A triplet combination induction therapy of lenalidomide, bortezomib and dexamethasone (RVd), followed by autologous stem cell transplantation (ASCT), and the lenalidomide (R) maintenance therapy, is the standard frontline regimen for transplant-eligible patients with newly diagnosed multiple myeloma (NDMM).1 Although the standard induction therapy may be efficient to a certain extent, novel strategies with higher efficacy and lesser toxicity are needed.
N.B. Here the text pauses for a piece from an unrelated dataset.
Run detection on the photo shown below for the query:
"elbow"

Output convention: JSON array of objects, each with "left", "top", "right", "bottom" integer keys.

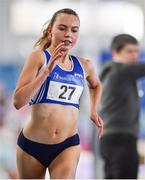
[{"left": 13, "top": 95, "right": 24, "bottom": 110}]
GRIFFIN is a randomized phase 2 study examining the efficacy and safety of daratumumab (DARA) + RVd (D-RVd) as an induction therapy, with the aim of improving the stringent complete response (sCR), minimal residual disease (MRD) negativity, progression-free survival (PFS), and overall survival (OS) in transplant-eligible NDMM patients.1 The patients received 4 D-RVd or RVd induction cycles (21-cycles), 2 D-RVd or RVd consolidation cycles following a high-dose therapy with ASCT, and R maintenance therapy with lenalidomide (28-cycles) alone or with DARA.1
The subgroup analysis of patients indicated that a treatment regimen integrating D-RVd during induction, consolidation and R maintenance, when combining with ASCT, was clinically effective.1 An improved depth of response was evident through sCR rates and MRD negativity rates.1 Although results showed a certain favorability towards D-RVd, larger studies with more patients may be required to obtain conclusive data.